La Vita è un viaggio nel quale possiamo riconoscere chi siamo.

e non è una questione personale, va oltre, come abbiamo i giochi propedeutici per i bimbi da un anno, due, tre…, in base alla loro età e a sostegno del processo di sviluppo, così è anche per il resto della nostra Vita!

Le esperienze difficili, i problemi, le sfide ci sono per tutti, ed è un illusione pensare che quando avrò…, sarò…, incontrerò…, tutto sarà ok, sono i giochi propedeutici!

Allora perché intraprendere un percorso di crescita?

scoprire chi siamo, avere la consapevolezza della nostra Natura Essenziale è la prima parte del viaggio, quella più ardua!
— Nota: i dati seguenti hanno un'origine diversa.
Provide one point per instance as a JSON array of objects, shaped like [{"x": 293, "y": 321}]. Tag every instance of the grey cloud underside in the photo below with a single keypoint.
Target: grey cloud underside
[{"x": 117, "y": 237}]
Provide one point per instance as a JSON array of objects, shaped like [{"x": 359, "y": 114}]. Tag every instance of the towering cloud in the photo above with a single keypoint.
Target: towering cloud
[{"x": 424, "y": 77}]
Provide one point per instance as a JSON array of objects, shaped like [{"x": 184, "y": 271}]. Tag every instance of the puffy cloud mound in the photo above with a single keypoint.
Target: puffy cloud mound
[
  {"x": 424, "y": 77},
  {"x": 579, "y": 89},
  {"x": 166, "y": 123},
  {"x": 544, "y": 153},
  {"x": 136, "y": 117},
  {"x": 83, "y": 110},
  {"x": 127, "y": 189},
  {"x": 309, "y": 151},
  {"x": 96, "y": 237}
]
Incontriamo parti in ombra, negate e non accettate, ferite, delusioni e fallimenti ma anche perle preziose-

Chi si cimenta, nella maggior parte dei casi, è perché qualcosa non funziona, le relazioni sono insoddisfacenti e non si è felici o non si ha il successo che si desidera, non si riesce ad ottenere ciò che si vuole.

La mia esperienza, in questa prima parte del viaggio, è stata quella di volermi migliorare, cambiare perché io così come ero non ero ok, e credo anche che qualcuno mi abbia detto che io ero ok esattamente così come ero, ma non aveva senso, se ero ok perché non avevo quello che desideravo?

Ho lavorato sodo e ancora più sodo, risultati? qualcosina…, secondo il mio giudizio di allora. Conclusione? dovevo impegnarmi di più!

Credo che molti della mia generazione hanno affrontato il percorso di ‘ scoprire chi sono’ in questa maniera.

Oggi è un po’ diverso, i lavori grezzi sono stati fatti, si lavora più di fino, il viaggio è un po’ più facile da un certo punto di vista, ma siamo sempre nella zona ‘Lavori in corso / stiamo lavorando per (voi) noi’.

Ora conosco la differenza tra voler cambiare e riconoscere ciò che c’è e accoglierlo, allora la trasformazione è possibile, quanto tempo e lavoro ci vorrà? è soggettivo e non sempre oggettivo, la costanza premia qui come in ogni altro campo della nostra Vita, anche quando sembra di non vedere risultati.

Che cosa ci serve per iniziare?

Curiosità – ma sarà poi vero che sono così (sfortunata/o, inadatta/o, non amata/o, non meritevole, non abbastanza…)

Senso d’avventura – voglio scoprire, saperne di più

Impegno – si tratta di firmare un contratto con se stessi: “ Per me stessa/o, Io voglio…”

Costanza – alcuni giorni sarà facile, altri meno, ma non demorderò

Apprezzamento – per ogni passo in avanti, ma anche per ogni caduta!

Gratitudine – per essere qui e poter portare consapevolezza!